Bir durum karşısında verdiğimiz anlık tepkileri, kendimizde izleyemediğimiz, tanık olamadığımız, kabul etmediğimiz duygulanımları yarattığım figürler üzerinden bir ayna gibi izleyicinin karşısına çıkarmayı hedefliyorum. Tüm bunlarla beraber izleyeni yargı alanından çıkararak sorgulama alanına davet ediyorum. Böylece edilgen biçimdeki izleyici artık aktif bir katılımcı haline gelecektir. Figürlerde ve konularda izleyiciyi diri tutmaya yönelik bir yöntem izliyorum. Bu her an tetikte olma duygusunu da beraberinde getiriyor. Tedirgin edici bir durum ama tehdit ya da uyarı yok. Resimler hedef göstermiyor durumlara ve olaylara işaret ediyor. Bu yöntem çoğu zaman hesaplaşma durumunu beraberinde getiriyor.

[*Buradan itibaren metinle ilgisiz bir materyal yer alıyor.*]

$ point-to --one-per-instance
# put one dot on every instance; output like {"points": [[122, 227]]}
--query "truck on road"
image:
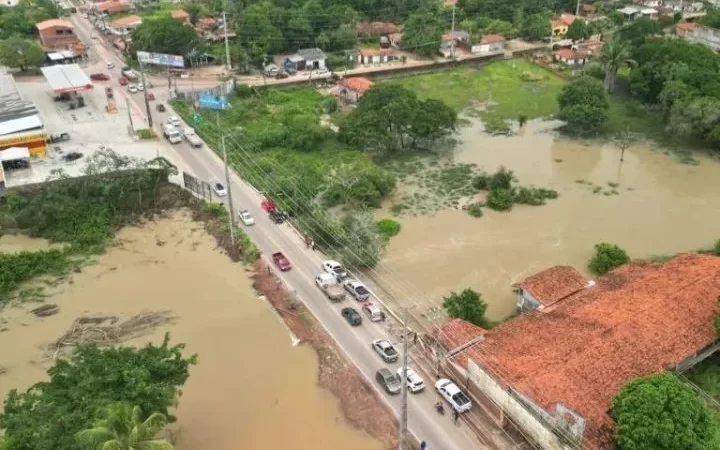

2-Sergiye katıldığım işlerin ortak noktaları durağan, nötr, altını çizmeden de olsa yaratılmış bir iktidarın karşısında durmalarıdır. Bu karşı duruş, insan olmanın eksikliğini ve doğaya karşı bir hiyerarşi kurma isteğini eleştirir. Tüm bu hesaplaşmalar iktidarın karşısında izleyene nerede durduğunu sordurur. İnsanın kendisine ve doğaya yabancılaşmasının temsiliyetlerini görünür kılmaya çalışan işler.

Sergideki işlerden malzeme kullanımı olarak söz edersek; paslanmaz çelik tuvallerdeki ayna etkisi ile kurulan birebir belki de sert yakınlık, tam aksi olan transparan mika, pleksi malzemeyle daha şeffaf ve geçirgen bir hâl aldı. Sonuçta malzeme çeşitliliği tamamen resmi hızlandırma arayışıma dair. Bu arayış bakışa ilişkin bir farklılığı da beraberinde getiriyor. İki boyutlu yüzeyde yaratılan perspektif  aslında bir algı yanılması. Resimlerde yakınlık-uzaklık metaforundan yola çıkarak görüntüyü, bakılan yere göre değiştiriyor ya da bizzat bakışı çarpıtarak fiziksel mekân algısıyla oynuyorum. Uzaklık-yakınlık ilişkisine dayalı bir doku farklılaşması hissi yaratıyorum. Böylece mekânsal şaşırtmayı sağlamaya çalışıyorum.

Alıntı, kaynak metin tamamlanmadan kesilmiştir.